Las actuaciones que no consistan en escritos y documentos se documentan mediante actas y diligencias, conforme al artículo 146 LEC. Cuando se utilicen medios técnicos de grabación o reproducción, estos deben garantizar la autenticidad, integridad e inalterabilidad de lo grabado. El Letrado de la Administración de Justicia debe velar por el uso adecuado de esos medios y utilizar firma electrónica u otro sistema de seguridad previsto legalmente.
En las vistas, audiencias y comparecencias celebradas ante jueces, magistrados o Letrados de la Administración de Justicia, la regla actual es la grabación en soporte apto para reproducir imagen y sonido, según el artículo 147 LEC. Si existen medios tecnológicos que garanticen autenticidad e integridad, la grabación documenta el acto y se incorpora al expediente judicial electrónico. La ley excluye la transcripción de las actuaciones orales grabadas, salvo en los casos en que una norma lo prevea expresamente.
El artículo 148 LEC completa estas reglas al atribuir al Letrado de la Administración de Justicia la responsabilidad sobre la formación, conservación y custodia de los autos, incluido el expediente judicial electrónico, salvo durante el tiempo en que se encuentren en poder del juez, magistrado ponente u otros magistrados integrantes del tribunal.
La utilización de medios técnicos y telemáticos forma parte de la forma actual de muchos actos procesales. La LOPJ, en su artículo 230, obliga a juzgados, tribunales y fiscalías a utilizar los medios técnicos, electrónicos, informáticos y telemáticos puestos a su disposición, con respeto a las garantías procesales y a la normativa de protección de datos. Los documentos emitidos por esos medios tienen validez y eficacia de documento original si queda garantizada su autenticidad e integridad y se cumplen los requisitos procesales.
En la misma línea, la LEC regula las actuaciones por videoconferencia en el artículo 137 bis. La solicitud de uso de videoconferencia debe formularse con antelación suficiente y, en todo caso, 10 días antes del señalado para la actuación, conforme al artículo 137 bis.5 LEC. Estas actuaciones deben documentarse conforme a las reglas de grabación y deben respetar la publicidad cuando el acto sea público. Además, deben garantizarse la identificación de los intervinientes, la accesibilidad universal, la posibilidad de contradicción, la defensa y las condiciones adecuadas de intervención. La videoconferencia no suprime las garantías formales del acto; las traslada a un entorno técnico que debe permitir cumplirlas.
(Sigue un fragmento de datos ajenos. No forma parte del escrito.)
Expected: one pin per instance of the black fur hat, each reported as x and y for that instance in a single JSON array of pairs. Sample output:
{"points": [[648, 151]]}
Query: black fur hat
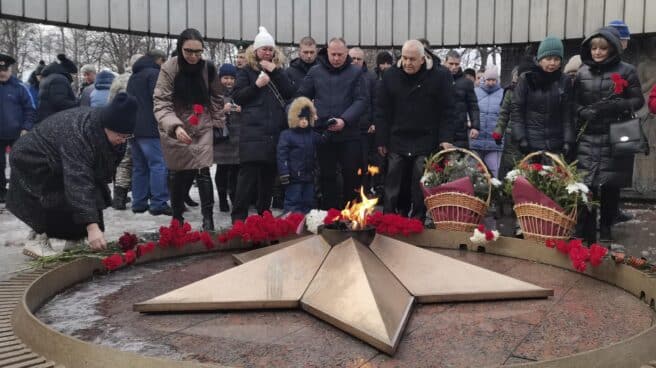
{"points": [[68, 65]]}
En síntesis, la forma de los actos procesales comprende varias garantías conectadas entre sí: oralidad cuando proceda, inmediación, publicidad, documentación, fe pública judicial, uso correcto de medios tecnológicos y respeto a la lengua oficial. Estas reglas permiten comprobar que el acto se ha realizado ante quien correspondía, con intervención de quienes debían participar, en una lengua comprensible, con constancia fiable y sin causar indefensión.